Elderly women and children who are raped are not 'asking for it' either.

Rapes have nothing to do with a woman's clothes: Defence Minister Nirmala Sitharaman Niramala Sitharamn, India's first full-time Defence Minister, was in no mood to take the lame excuses that are made up for rapes. (File picture: PTI)

NEW DELHI: Defence Minister Nirmala Sitharaman has suggested that governmental agencies may be able to do little to stop violence and crimes against women, since many of these crimes are committed by people who are either friends or family. She also dismissed the normal rape-apologist claim that women who dress a particular way are 'asking for it'.

"What efforts can be made by external agencies, when you have known people absolutely violating the women?" Nirmala said at an event in New Delhi on Monday evening, reported news agency ANI. The comment underscores the fact that significant number of crimes against women happen in their homes, and not out on the streets. It also underlined the difficulties that agencies like law enforcement or commissions for women face when attempting to deal with such crimes committed by family members or friends.

India's first full-time woman Defence Minister was also in no mood to tolerate the lame 'explanation' that a woman may have been sexually assaulted because of the kind of clothes she was wearing at the time of the incident. "Some people say about the way women dress. Then why does rape happen of elderly people? Why does rape happen of toddlers?" Nirmala said.

Her comments come in the middle of a period of increased focus on the women's safety and the perceived rise in violence and crimes against them. They also come at a time that her government responded to the recent abduction, rape and murder of an eight-year-old girl in Jammu and Kashmir's Kathua by promulgating an ordinance to give child-rapists the death penalty.

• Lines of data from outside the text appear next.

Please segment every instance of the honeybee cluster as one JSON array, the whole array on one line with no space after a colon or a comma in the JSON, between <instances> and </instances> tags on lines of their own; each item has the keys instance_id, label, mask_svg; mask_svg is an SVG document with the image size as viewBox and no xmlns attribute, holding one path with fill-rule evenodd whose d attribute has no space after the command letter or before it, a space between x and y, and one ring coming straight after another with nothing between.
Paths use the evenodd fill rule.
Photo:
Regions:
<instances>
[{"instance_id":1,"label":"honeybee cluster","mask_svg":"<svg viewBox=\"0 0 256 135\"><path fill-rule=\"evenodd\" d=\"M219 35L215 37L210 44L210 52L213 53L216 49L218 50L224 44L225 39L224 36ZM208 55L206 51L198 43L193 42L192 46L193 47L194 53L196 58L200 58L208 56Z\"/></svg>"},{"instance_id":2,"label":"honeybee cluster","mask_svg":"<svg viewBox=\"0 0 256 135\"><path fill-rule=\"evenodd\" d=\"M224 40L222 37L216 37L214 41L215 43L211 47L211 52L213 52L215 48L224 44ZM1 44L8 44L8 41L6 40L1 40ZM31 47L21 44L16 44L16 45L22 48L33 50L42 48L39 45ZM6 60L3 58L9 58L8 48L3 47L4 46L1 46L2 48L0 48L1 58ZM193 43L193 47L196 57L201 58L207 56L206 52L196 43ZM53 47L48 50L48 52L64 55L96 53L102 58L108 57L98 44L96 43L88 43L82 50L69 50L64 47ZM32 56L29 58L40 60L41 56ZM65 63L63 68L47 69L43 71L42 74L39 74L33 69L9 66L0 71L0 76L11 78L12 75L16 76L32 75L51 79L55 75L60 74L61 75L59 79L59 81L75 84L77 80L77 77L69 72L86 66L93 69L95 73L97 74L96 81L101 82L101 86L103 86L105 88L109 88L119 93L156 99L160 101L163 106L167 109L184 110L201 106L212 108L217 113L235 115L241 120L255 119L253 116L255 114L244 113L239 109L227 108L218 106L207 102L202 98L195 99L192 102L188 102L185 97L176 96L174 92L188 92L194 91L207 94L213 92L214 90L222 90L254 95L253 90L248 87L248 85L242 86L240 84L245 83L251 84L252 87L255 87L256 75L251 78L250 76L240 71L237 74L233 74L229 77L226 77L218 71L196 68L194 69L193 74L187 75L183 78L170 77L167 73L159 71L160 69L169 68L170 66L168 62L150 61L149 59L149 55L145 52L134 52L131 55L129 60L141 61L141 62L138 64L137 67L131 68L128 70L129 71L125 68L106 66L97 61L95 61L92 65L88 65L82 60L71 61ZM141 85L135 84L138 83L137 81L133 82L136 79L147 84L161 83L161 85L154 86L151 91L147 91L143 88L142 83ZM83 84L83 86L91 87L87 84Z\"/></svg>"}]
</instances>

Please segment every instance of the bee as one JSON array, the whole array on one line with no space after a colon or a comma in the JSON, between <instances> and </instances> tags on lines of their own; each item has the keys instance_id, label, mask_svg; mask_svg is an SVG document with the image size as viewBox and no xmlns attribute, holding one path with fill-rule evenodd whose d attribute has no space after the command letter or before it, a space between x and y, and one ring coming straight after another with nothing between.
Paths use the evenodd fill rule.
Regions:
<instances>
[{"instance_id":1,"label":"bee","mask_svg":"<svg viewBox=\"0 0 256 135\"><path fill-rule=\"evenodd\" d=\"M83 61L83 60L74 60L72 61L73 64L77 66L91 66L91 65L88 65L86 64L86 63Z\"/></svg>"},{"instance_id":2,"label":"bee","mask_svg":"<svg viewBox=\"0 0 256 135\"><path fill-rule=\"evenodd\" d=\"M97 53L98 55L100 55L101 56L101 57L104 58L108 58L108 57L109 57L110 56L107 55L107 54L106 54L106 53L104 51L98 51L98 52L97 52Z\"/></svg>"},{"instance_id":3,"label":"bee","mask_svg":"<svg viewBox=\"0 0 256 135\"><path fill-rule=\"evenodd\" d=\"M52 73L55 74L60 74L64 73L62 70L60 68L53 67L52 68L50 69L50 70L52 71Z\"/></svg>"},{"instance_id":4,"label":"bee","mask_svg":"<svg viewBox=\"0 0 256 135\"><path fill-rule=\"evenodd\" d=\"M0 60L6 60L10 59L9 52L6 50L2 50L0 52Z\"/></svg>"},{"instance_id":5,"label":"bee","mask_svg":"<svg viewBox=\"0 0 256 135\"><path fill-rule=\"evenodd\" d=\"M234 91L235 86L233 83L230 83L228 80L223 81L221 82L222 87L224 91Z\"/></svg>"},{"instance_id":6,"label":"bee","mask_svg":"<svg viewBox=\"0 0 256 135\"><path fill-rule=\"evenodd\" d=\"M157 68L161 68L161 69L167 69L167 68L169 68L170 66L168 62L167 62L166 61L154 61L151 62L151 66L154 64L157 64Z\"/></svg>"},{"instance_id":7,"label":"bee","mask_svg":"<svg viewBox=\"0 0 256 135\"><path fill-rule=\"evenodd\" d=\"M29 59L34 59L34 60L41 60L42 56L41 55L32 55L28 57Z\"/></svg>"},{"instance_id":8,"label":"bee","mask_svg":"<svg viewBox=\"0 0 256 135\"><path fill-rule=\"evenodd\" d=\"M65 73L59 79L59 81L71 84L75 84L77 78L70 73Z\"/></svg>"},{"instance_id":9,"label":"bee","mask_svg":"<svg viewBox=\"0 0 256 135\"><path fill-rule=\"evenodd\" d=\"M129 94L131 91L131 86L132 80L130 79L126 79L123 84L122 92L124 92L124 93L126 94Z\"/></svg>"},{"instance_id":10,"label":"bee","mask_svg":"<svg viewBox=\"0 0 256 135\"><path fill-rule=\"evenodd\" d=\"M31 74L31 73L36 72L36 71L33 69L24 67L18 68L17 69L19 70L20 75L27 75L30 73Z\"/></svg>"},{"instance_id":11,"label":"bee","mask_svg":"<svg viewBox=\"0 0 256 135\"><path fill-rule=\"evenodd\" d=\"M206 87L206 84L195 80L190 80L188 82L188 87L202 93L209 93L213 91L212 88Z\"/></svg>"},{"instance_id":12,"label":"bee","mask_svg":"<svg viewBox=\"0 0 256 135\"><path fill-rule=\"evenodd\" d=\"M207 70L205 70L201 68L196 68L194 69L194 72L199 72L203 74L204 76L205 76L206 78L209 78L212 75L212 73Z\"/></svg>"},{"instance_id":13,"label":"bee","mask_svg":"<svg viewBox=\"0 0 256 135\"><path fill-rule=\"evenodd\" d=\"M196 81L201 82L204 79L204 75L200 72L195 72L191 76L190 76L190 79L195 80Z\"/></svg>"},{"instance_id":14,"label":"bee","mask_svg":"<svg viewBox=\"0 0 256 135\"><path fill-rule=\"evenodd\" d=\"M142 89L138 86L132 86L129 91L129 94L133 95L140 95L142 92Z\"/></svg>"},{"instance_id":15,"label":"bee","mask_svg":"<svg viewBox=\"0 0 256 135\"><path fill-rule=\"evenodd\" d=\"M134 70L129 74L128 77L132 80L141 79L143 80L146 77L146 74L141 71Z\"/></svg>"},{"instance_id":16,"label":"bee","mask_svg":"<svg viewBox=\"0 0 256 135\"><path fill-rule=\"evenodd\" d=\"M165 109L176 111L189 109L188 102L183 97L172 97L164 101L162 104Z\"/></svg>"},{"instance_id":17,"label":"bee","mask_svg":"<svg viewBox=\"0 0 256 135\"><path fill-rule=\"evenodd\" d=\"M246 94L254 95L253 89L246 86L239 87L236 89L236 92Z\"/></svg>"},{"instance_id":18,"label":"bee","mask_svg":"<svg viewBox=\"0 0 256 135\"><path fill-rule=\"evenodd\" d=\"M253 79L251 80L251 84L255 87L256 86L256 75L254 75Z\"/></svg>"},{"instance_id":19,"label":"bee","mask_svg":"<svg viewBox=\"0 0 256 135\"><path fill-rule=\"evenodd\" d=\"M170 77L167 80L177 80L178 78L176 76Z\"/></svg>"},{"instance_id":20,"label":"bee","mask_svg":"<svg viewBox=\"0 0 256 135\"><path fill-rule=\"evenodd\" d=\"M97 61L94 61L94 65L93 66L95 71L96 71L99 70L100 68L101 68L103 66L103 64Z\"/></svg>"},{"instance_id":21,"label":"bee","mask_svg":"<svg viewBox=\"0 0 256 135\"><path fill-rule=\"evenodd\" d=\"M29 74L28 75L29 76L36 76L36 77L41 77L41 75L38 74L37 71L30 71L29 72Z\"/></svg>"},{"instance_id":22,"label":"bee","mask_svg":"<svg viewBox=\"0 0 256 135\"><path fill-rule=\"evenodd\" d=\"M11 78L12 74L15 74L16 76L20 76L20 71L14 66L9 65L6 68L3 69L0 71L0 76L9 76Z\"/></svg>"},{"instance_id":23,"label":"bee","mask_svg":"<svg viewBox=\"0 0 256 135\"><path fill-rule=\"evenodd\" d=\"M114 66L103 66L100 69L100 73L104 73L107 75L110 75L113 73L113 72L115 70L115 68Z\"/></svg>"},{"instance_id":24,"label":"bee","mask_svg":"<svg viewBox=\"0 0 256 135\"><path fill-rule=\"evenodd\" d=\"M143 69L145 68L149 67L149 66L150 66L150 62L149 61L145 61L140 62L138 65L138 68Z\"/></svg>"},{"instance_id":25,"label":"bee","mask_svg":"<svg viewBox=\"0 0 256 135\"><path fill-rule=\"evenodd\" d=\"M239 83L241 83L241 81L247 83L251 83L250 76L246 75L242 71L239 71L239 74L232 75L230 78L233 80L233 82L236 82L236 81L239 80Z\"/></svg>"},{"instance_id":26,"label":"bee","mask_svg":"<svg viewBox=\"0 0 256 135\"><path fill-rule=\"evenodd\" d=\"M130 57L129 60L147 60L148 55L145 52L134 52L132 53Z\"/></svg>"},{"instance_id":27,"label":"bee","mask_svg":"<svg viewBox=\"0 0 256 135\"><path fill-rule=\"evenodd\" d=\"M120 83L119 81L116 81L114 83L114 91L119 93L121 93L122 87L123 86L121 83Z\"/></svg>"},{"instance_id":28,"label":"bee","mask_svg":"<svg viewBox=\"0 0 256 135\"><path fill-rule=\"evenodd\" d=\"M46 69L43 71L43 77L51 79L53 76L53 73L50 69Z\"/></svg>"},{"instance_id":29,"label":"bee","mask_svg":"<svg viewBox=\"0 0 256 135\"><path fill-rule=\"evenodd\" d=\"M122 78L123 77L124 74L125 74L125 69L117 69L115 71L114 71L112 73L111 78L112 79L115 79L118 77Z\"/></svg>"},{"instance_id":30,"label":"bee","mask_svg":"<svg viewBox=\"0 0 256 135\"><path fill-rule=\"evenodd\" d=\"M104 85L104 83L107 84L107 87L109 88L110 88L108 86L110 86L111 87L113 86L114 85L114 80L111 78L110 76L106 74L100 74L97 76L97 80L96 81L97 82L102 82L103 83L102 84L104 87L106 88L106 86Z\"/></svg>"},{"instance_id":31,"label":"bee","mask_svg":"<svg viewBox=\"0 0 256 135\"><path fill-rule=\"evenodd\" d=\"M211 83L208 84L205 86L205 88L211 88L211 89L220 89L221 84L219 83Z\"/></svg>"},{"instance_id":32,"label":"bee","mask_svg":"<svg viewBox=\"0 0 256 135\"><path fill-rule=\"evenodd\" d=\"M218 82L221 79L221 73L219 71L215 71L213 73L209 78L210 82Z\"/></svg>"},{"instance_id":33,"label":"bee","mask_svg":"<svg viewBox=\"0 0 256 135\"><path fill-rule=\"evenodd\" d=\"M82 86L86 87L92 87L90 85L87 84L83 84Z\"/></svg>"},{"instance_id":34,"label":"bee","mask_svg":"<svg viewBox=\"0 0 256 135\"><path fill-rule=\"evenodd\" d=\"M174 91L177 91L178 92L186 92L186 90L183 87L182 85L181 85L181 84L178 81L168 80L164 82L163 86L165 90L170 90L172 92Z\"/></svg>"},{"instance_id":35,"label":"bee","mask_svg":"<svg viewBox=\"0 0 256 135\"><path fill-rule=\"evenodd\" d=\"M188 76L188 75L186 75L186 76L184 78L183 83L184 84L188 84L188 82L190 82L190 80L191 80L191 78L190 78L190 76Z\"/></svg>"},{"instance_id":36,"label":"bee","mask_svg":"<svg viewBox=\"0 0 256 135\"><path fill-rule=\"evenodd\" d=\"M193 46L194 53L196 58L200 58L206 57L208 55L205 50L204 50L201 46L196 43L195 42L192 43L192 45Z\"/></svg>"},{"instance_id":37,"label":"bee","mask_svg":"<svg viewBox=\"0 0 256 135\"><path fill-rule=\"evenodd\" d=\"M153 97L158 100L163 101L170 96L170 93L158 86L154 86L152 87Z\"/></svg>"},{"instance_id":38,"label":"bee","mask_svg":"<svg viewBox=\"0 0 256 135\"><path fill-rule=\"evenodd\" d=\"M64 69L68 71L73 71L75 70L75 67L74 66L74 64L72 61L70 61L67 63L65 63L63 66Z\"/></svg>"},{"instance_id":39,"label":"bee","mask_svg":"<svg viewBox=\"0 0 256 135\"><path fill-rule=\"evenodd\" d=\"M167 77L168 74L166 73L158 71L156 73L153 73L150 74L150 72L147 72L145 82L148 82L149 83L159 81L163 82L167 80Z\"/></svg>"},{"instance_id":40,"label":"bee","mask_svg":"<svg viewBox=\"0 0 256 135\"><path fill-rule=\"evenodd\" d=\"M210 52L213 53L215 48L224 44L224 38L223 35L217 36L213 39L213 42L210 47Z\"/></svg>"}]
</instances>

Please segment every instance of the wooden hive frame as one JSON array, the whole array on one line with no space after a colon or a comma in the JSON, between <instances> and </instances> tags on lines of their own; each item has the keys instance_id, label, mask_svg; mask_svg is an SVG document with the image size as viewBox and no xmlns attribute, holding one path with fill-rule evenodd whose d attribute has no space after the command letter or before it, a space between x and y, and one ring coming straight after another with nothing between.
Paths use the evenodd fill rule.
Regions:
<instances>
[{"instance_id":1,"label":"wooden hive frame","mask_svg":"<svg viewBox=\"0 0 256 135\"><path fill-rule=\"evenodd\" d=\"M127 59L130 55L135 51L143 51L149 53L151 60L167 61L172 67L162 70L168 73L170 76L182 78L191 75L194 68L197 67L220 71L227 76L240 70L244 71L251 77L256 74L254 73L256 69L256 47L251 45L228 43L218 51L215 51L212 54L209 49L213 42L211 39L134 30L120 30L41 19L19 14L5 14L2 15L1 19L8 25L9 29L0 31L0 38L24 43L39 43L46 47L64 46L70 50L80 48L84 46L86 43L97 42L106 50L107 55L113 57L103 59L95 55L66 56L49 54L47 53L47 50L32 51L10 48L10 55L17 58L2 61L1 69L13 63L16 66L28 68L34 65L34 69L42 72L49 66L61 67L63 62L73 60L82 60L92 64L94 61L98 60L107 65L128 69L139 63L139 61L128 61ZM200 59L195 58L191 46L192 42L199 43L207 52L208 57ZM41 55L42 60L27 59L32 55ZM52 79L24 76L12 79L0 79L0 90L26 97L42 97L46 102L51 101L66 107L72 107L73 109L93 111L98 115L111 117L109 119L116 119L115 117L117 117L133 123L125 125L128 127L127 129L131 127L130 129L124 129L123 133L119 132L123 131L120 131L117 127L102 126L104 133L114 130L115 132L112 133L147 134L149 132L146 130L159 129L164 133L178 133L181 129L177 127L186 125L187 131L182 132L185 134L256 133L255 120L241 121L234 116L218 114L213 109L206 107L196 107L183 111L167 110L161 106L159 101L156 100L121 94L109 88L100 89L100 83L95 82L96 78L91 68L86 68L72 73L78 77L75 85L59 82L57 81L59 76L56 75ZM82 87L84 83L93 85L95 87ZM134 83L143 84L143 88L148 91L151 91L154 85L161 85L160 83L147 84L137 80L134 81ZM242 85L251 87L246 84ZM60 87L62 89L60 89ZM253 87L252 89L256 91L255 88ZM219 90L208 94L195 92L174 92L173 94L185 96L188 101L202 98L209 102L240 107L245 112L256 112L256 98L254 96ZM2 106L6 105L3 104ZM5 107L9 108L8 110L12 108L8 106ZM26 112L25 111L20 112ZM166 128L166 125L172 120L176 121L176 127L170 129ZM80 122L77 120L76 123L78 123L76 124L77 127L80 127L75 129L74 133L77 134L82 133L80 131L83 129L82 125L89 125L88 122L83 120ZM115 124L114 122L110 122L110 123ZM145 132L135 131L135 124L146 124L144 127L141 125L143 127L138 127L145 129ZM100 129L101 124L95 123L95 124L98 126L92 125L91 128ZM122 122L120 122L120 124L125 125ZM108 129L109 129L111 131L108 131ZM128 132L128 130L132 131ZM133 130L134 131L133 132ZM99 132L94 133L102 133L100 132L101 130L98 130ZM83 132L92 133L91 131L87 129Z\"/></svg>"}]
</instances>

The views Nirmala expressed through these comments have been put forth for years by activists. They have repeatedly sought to raise awareness that a significant share of crimes against women are committed by family members and friends, and not by strangers on the street, as usually portrayed.

Activists also question the efficacy of knee-jerk reactions like changing law to make punishments more stringent, repeatedly pointing to the fact that sexual assault cases have a very low conviction rate in the country. They also point out that even the death penalty does not prevent certain crimes from continuing to happen.